Pornografia? Para isso deveriam ter estado os dois, já nus, comendo e comendo-se na mesa, num ritmo de toques e de frases que se entredevorassem e se repetissem entre si. Então, todas as fases anteriores da película, tão elegante e classuda, apesar do argumento, estariam obliteradas, e as cenas seguintes, jogadas à vulgaridade. Se cenas assim fossem a constante do filme, não seria mais nem pornografia, mas obscenidade, que – parece-me - é a pornografia acrescida do mau gosto.
E o que dizer de O último tango em Paris - se não me engano, do Bernardo Bertolucci, -, cujas cenas de sexo com preliminares de prática discutível não conseguiram ser nem pornográficas nem obscenas. A habilidade do diretor enquadrou no personagem (um Marlon Brando silenciosamente dilacerado pelo remorso) a transformação de sua culpa em luxúria desenfreada, perante uma parceira (aquela Marie Schneider, de grandes atuações e pouquíssimos filmes) vagante entre a incredulidade da situação e a esperança de um orgasmo inesperado.
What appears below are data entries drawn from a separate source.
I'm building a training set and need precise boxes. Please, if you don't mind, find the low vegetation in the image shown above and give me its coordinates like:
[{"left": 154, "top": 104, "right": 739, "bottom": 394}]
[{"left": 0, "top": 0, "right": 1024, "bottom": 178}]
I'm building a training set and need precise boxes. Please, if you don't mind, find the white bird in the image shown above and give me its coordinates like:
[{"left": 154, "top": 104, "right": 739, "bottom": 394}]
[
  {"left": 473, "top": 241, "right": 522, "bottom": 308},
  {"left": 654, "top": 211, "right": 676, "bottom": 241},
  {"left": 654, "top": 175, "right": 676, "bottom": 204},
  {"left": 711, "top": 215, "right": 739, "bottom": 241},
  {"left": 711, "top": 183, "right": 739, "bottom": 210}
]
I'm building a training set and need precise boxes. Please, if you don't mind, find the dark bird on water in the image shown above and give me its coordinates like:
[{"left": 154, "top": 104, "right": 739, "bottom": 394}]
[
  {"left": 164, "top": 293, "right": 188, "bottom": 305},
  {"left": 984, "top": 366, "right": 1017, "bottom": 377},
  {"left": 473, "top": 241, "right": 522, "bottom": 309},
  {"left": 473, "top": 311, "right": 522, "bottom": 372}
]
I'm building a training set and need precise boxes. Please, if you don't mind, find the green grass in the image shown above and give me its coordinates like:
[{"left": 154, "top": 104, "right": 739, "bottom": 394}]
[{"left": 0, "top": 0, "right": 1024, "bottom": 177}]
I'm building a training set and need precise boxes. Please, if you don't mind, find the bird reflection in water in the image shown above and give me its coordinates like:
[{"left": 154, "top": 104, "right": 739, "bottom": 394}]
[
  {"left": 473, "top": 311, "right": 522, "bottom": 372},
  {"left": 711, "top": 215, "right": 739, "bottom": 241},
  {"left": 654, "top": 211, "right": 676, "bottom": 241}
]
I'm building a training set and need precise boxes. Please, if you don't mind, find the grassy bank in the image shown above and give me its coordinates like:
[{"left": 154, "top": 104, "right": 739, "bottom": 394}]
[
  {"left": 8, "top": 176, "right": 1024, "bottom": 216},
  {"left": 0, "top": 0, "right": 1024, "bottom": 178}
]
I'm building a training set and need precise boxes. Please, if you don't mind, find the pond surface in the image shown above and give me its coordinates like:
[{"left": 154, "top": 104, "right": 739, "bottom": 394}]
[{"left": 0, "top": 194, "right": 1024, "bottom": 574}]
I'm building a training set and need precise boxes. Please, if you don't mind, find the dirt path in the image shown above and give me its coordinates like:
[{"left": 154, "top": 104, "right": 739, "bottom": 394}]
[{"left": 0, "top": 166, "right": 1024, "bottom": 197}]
Nos anos 70, mais precisamente em 1973, uma produção ítalo-francesa, intitulada La grande bouffe (A comilança), chegou aos cinemas europeus com grande escarcéu, sem proibições, sem censuras, arrebatando o grande Prêmio da Crítica Internacional. Tudo isso pela habilidade artística dos roteiristas Marco Ferrero e Raffaele Ascona . Dirigido por Ferrero (Ah! Esses italianos...), o filme contava a determinação de quatro homens a matarem-se de tanto comer.
Interpretados por atores do calibre de Marcello Mastroianni, Ugo Tognazzi, Philipe Noiret e Michel Piccoli, os personagens – cada um com suas frustrações, que os levaram a tamanha decisão - transmitiram sem excessos nem vulgaridade as ansiedades emocionais e culinárias de cada um. Era de ansiedades que se tratava e não de mera fome. Numa grande mansão, num ambiente de grande cozinha e seus apetrechos, entre uma daquelas enormes geladeiras de madeira com janelão de vidro dos açougues e fogões de mil bocas a gás e a lenha, sabores e aromas pareciam invadir a sala do cinema. Entre as mesas dos jardins e dos dormitórios - onde também transitavam prostitutas, embora não houvesse nenhuma cena de sexo esplícito -, os pratos exalavam sensualidade. Nem a presença de uma Andréa Ferreol, atriz de opulência “junônica”, conseguiu dar ao conjunto uma conotação pornográfica. Tudo foi erotismo e sensualidade: na tela. A platéia: à flor da pele.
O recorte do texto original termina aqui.